- Title: Shaykha

Personal life
- Born: Emirate of Zubair
- Died: 1831 AD, 1247 AH Makkah, Hijaz Province under Eyalet of Egypt, Ottoman Empire
- Region: Arabia
- Main interest(s): usul, Fiqh, Tafsir, Sufism
- Occupation: Islamic scholar

Religious life
- Religion: Islam
- Denomination: Sunni
- Jurisprudence: Hanbali

Muslim leader
- Influenced by Ibrahim ibn Jadid;
- Influenced Umar ibn Abdul Karim al-Hanafi, Muhammad Salih al-Shafi'i;

= Fatima al-Fudayliya =

19th-century Islamic scholar

Fatima bint Hamad al-Fudayliyya, also known as Al-Shaykha al-Fudayliyya (died 1831) was an 18th and 19th-century Muslim scholar of hadith and jurist. She is considered one of the last scholars in a long line of female muhaddith.

== Biography ==

=== Early life ===
Fatima bint Hamad al-Fudayliyya was born before the end of the twelfth Islamic century, and soon excelled in the art of calligraphy and the various Islamic sciences. She had a special interest in hadith, read a good deal on the subject, received the diplomas of a good many scholars, and acquired a reputation as an important muhaddith in her own right.

=== Scholarship ===
She studied under many scholars in the Emirate of Zubair such as Sheikh Ibrahim ibn Jadid. She was also an expert on usul, fiqh and tafsir. In Mecca her lectures were attended by many eminent muhaddith, who received certificates from her. Among them, of particular mention were Umar al-Hanafi and Muhammad Salih. The scholars who studied with her praised her for her piety, righteousness and practice of zuhd. She was also highly regarded for writing books in beautiful calligraphy. Collecting books was a passion of hers and she amassed written works in all Islamic disciplines. She also had a well-established tradition in Sufism and guided many people, especially women, who would become her companions and through her guidance and instruction these women became known for their piety, adherence to religious duties, patience, and overall good conduct.

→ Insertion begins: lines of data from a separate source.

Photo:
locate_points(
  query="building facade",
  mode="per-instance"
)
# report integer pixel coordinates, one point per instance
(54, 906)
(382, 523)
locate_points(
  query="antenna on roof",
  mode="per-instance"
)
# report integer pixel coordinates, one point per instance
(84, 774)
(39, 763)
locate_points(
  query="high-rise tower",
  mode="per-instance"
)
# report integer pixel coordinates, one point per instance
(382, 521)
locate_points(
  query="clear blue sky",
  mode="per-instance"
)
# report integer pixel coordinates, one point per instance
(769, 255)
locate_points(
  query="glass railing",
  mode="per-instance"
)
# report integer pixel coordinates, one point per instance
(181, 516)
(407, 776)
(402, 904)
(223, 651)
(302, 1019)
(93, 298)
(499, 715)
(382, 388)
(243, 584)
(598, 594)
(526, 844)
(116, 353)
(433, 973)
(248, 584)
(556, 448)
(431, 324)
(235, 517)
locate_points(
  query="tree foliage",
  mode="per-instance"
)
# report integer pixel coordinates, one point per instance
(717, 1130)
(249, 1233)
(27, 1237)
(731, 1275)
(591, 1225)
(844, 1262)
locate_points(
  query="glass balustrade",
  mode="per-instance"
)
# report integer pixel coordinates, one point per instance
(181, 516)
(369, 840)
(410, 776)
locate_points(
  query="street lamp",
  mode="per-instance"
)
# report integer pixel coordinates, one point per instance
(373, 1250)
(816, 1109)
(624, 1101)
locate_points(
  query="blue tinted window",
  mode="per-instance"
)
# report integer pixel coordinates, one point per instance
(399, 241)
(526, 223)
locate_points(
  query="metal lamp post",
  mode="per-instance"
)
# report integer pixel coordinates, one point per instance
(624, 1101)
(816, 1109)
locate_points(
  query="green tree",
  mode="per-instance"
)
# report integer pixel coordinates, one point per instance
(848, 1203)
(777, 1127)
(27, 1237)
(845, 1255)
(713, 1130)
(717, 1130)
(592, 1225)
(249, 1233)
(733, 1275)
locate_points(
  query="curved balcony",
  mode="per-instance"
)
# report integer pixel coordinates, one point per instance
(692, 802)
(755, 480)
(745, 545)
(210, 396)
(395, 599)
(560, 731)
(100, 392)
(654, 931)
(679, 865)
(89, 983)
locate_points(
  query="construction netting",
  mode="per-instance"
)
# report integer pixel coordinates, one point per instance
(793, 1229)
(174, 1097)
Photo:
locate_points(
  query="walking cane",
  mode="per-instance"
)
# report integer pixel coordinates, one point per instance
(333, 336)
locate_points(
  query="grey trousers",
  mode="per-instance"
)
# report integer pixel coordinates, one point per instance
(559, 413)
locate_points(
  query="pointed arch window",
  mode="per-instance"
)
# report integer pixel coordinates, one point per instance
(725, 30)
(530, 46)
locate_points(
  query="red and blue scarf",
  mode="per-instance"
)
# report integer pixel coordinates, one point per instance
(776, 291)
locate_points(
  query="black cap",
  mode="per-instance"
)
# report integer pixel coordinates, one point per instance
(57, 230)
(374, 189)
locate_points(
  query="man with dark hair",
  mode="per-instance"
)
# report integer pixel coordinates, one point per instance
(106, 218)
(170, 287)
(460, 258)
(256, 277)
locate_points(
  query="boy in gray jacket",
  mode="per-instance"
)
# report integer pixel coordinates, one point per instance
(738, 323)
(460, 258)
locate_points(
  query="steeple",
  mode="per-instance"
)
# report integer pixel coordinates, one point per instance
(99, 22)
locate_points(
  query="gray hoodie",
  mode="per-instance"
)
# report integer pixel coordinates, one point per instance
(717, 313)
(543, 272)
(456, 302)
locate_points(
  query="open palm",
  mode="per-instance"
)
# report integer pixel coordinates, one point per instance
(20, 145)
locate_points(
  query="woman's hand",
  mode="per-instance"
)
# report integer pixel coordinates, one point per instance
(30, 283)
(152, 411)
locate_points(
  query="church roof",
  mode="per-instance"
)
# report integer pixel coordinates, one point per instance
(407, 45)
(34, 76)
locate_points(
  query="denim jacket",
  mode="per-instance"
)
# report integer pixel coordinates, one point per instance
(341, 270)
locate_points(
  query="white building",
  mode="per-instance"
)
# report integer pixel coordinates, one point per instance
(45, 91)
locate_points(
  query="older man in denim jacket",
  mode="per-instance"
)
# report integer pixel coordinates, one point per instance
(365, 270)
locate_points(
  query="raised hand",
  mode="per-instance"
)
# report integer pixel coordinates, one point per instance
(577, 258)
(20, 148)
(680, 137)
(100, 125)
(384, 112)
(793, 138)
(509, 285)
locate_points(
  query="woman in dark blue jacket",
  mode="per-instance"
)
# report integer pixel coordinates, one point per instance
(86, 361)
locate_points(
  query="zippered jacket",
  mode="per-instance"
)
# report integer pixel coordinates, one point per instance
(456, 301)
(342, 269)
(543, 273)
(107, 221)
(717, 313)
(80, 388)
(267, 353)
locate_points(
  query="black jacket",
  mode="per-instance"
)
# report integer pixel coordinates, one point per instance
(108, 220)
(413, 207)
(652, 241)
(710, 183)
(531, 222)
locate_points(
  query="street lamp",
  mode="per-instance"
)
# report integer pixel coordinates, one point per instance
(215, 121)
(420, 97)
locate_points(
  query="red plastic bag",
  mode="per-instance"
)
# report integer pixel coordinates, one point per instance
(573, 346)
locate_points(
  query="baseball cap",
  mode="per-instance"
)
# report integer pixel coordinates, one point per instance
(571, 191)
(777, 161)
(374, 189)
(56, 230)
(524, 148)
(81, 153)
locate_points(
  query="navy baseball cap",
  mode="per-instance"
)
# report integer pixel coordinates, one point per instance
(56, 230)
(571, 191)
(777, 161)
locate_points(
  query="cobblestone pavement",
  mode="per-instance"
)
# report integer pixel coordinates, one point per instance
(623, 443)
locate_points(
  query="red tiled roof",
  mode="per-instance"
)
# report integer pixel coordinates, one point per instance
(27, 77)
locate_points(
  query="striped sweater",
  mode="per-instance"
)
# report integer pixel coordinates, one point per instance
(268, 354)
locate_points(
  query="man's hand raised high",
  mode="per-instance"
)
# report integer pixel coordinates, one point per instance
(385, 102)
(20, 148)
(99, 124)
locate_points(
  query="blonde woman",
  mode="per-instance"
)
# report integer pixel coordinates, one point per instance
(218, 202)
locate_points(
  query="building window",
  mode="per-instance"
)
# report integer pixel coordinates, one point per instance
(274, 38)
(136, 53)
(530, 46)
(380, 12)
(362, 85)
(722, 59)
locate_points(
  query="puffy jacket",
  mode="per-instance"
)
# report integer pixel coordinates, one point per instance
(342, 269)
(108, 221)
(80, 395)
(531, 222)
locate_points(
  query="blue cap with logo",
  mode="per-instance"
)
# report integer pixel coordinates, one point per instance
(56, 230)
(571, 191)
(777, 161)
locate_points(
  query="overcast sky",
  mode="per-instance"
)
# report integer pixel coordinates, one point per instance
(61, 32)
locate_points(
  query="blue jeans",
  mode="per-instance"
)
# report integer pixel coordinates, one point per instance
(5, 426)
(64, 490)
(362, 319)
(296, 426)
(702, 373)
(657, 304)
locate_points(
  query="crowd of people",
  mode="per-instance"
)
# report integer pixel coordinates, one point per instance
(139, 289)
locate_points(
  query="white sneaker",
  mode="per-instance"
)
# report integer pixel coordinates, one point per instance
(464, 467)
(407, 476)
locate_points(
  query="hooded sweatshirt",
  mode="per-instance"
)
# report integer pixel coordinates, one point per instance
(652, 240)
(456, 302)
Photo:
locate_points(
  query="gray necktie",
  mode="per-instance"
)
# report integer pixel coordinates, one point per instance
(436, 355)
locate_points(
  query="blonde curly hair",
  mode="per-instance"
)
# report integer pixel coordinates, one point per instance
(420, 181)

=== Later life and death ===
She performed Hajj and settled in Makkah in the Bab al-Ziyada neighborhood in a house next to Masjid al-Haram. Many scholars from Makkah would come to teach her and learn from her. She would give them permission to transmit hadith from her. These scholars included Umar ibn Abd al-Rasul al-Hanafi and Muhammad ibn Salih al-Rayyis, the mufti of the Shafi'i school. In Makkah she founded a rich public library. She appointed Sheikh Muhammad al-Hudaybi as the supervisor of her books. He kept them until he moved to Madinah.

She lost her sight towards the end of her life and remained blind for two years. There is a miraculous story that was widely circulated in which she saw the Prophet Muhammad with Abu Bakr and Umar in a dream. The prophet Muhammad gave her some of his saliva and she wiped her eyes with it, miraculously regaining her sight. A more detailed account of the story states that one day she fell and broke two of her ribs and in her dream she wiped her ribs in addition to her eyes, leading to her ribs miraculously healing along with her sight. She died in 1831 (Hijri 1247). She was buried in Al-Mu’alla in Sha’bat Al-Nur in the enclosure of the late scholar Sheikh Muhammad Saleh Al-Rayyis, next to his grave in accordance to her will.